Toutefois, la grande déception de ces dernières échéances électorales est la faible représentation des femmes dans les instances dirigeantes des villes et des régions : 0 femme maire, 0 femme présidente de région et 0 femme présidente de conseil préfectoral. Le message est fort !

Ce fut ma première expérience de campagne électorale. J’avais participé activement à la campagne du RNI pour les législatives 2011, mais comparer les 2 expériences n’est pas pertinent.

La campagne électorale pour les communales est pleine de challenges : l’élaboration du programme, le choix des supports de communication, le recrutement de l’équipe de campagne, la veille… Mais la meilleure partie reste le contact avec le citoyen, qui permet de rentrer dans le détail de ses préoccupations, les comprendre et l’impliquer dans l’élaboration de la solution, et ceci a été ma démarche.

Quant aux obstacles, il y en a assez. Ils ne me concernent pas spécialement, mais concernent toutes les femmes qui se présentent aux élections. Tout d’abord, le caractère machiste de notre société fait que le regard que le citoyen porte sur une candidate femme est différent de celui qu’il porte sur un homme : le citoyen a du mal à prendre les propos d’une femme au sérieux, il sous-estime ses compétences, il remet en cause ses capacités… Notre système électoral ne facilite pas les choses, il ne place pas la femme au même niveau que l’homme, mais la relègue au rang de complément. Les partis politiques sont plus regardants dans le choix des candidats hommes que des femmes, car, pour celles qui se présentent dans la liste des femmes, elles ne sont pas considérées actrices de l’opération électorale. Nous avons souvent entendu : «Elles n’ont pas besoin de faire de campagne, c’est le nombre de votes qu’obtiendra la liste principale à laquelle elle est affiliée.»

La parité au Maroc?

Pour cette question, revenez me voir en 2025, je serai peut-être plus décontractée à vous répondre. Mais pour le moment, j’ai encore du mal à en parler.
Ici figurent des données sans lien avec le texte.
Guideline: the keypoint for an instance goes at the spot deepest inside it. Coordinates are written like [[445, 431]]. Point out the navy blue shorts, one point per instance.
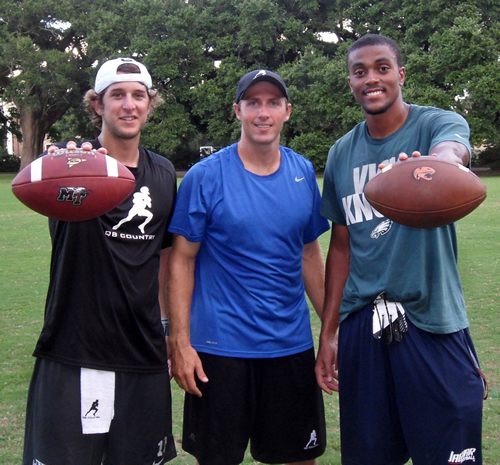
[[140, 431], [420, 398], [275, 403]]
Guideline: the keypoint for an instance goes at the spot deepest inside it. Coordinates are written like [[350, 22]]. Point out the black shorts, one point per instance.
[[140, 429], [275, 403], [420, 398]]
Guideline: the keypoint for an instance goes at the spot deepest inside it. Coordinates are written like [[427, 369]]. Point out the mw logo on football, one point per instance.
[[75, 195], [424, 172]]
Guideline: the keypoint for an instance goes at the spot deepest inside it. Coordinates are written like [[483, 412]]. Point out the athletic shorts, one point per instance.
[[88, 417], [420, 398], [275, 403]]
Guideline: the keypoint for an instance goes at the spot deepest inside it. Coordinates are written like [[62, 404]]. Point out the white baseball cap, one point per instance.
[[108, 74]]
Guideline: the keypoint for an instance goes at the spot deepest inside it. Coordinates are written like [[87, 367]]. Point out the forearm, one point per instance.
[[162, 281], [337, 272], [313, 273], [180, 291], [451, 151]]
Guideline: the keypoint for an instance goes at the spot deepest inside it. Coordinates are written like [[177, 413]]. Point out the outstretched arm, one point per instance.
[[337, 271], [186, 363], [451, 151]]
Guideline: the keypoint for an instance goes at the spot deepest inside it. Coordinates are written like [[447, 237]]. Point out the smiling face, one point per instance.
[[375, 78], [262, 113], [124, 109]]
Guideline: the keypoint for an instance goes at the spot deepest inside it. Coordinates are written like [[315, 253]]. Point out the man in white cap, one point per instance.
[[103, 347], [246, 227]]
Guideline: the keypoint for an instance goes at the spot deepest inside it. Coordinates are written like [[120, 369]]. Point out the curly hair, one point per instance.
[[92, 96], [375, 39]]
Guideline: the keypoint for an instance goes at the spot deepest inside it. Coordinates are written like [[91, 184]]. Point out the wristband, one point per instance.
[[164, 323]]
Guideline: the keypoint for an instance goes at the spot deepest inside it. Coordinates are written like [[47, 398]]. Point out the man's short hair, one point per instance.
[[375, 39]]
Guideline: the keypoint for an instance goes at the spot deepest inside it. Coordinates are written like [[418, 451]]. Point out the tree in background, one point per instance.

Lorsque la loi des élections prévoit un quota de 30% pour les femmes et on ne le respecte même pas, on comprend que le chemin est encore long, et que le travail doit commencer à la base, dans la sensibilisation et l’explication, en donnant comme exemples des pays qui nous ont devancés et qui ont réussi une évolution considérable dans leur société et leur économie en adoptant les principes de parité à tous les niveaux et en mettant en place les mécanismes pour la réussir.

Les résultats du scrutin ne reflètent ni la sociologie du Maroc ni les compétences de ses femmes. Mettre des lois est un grand pas vers l’instauration d’un système qui donne aux femmes leur place, mais reste à faire respecter ses lois par la sensibilisation et la sanction, et ensuite la faire évoluer.
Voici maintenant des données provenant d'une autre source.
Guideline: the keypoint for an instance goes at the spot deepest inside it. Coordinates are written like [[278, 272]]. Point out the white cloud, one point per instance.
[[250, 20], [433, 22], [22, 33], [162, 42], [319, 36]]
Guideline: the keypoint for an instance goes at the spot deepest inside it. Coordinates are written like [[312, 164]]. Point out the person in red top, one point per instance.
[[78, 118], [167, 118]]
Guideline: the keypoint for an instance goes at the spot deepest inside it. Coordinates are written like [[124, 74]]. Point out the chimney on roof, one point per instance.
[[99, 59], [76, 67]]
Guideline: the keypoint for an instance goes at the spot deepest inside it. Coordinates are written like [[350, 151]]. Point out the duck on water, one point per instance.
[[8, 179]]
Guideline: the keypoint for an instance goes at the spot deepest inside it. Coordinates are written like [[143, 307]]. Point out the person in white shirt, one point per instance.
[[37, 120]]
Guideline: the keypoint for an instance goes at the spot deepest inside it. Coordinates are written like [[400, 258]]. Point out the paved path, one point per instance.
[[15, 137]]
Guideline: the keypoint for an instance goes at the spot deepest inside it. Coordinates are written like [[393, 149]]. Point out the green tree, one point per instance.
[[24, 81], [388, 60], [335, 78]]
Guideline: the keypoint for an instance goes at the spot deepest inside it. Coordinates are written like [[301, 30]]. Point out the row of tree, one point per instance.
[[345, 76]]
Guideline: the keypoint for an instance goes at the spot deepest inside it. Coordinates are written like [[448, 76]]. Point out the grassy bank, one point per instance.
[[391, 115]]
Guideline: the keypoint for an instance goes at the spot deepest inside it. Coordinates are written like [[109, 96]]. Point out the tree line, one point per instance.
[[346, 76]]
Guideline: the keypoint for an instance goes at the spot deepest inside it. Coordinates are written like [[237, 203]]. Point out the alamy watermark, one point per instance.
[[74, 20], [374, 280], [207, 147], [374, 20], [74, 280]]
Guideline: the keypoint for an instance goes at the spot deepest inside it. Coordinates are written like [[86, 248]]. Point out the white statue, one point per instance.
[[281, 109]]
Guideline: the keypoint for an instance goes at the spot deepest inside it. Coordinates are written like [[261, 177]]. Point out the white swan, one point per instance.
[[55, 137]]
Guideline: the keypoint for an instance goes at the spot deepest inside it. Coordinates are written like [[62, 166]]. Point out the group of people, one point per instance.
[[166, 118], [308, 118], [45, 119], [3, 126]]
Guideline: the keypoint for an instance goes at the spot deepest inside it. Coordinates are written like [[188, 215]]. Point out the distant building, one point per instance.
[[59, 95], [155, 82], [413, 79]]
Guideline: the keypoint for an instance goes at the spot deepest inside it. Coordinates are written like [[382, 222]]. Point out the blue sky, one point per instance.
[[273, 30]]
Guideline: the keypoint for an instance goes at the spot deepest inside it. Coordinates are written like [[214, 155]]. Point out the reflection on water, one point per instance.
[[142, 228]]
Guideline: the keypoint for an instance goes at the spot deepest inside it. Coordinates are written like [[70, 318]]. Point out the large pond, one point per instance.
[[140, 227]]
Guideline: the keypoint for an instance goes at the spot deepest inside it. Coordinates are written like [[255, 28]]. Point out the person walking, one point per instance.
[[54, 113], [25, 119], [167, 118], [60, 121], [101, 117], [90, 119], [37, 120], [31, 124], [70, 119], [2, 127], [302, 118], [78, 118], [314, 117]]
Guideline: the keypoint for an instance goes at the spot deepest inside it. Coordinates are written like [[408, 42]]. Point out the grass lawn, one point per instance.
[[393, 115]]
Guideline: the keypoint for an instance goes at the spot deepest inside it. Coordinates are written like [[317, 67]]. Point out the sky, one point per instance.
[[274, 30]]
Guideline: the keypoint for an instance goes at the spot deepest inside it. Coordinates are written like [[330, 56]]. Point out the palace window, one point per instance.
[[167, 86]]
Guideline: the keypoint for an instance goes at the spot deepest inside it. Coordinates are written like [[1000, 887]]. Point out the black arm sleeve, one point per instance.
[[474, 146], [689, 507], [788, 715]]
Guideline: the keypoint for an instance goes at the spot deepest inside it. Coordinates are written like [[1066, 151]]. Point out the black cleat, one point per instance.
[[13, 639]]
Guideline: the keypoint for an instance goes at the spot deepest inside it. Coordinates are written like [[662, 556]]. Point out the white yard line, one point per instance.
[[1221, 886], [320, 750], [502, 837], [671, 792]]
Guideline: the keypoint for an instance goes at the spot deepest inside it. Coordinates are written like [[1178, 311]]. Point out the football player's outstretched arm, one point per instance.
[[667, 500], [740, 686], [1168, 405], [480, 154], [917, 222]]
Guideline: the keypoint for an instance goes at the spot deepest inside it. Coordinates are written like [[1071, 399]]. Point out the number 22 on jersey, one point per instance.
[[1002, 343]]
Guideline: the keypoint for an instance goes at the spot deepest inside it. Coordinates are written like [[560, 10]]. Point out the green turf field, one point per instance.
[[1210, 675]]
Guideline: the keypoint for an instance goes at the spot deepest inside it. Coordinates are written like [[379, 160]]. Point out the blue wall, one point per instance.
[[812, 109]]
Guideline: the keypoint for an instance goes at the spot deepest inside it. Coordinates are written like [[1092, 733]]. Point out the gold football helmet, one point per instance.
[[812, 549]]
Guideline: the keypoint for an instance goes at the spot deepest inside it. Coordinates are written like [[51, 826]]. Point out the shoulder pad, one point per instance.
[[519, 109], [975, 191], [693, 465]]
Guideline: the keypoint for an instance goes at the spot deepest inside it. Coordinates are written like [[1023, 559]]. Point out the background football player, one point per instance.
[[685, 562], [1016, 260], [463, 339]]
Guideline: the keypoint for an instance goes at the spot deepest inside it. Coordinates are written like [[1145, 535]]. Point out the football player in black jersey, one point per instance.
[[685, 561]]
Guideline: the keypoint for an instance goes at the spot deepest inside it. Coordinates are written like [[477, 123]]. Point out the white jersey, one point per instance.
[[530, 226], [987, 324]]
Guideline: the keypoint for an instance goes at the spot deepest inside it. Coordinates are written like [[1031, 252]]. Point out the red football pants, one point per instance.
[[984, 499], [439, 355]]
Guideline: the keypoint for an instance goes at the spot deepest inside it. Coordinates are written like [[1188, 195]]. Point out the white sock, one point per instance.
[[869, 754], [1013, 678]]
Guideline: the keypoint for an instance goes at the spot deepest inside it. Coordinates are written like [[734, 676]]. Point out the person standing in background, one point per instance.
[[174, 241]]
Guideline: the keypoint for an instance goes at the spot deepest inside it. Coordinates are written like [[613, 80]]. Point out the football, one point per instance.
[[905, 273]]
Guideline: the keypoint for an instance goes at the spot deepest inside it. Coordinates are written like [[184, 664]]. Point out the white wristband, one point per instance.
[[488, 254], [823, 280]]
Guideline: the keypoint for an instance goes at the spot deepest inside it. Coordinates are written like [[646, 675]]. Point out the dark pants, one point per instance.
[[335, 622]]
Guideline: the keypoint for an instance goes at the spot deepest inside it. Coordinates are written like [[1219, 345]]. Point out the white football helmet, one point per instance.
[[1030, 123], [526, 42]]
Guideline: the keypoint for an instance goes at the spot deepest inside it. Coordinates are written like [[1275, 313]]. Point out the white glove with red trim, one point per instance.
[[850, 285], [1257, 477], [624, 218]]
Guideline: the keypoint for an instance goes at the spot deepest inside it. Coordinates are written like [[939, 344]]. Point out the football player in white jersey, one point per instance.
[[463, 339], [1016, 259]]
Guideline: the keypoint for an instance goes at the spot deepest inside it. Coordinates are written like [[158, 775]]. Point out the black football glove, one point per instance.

Sur 12 conseils de régions, nous devons en avoir 6 présidés par des femmes et pareil pour les conseils communaux.

Les 15 dernières années ont vu la condition des femmes au Maroc évoluer considérablement avec deux grandes actions : le Code de la famille et la Constitution de 2011. La volonté de permettre aux femmes d’occuper la place qu’elles méritent a été exprimée au plus haut sommet de l’État, le tour est aux politiques.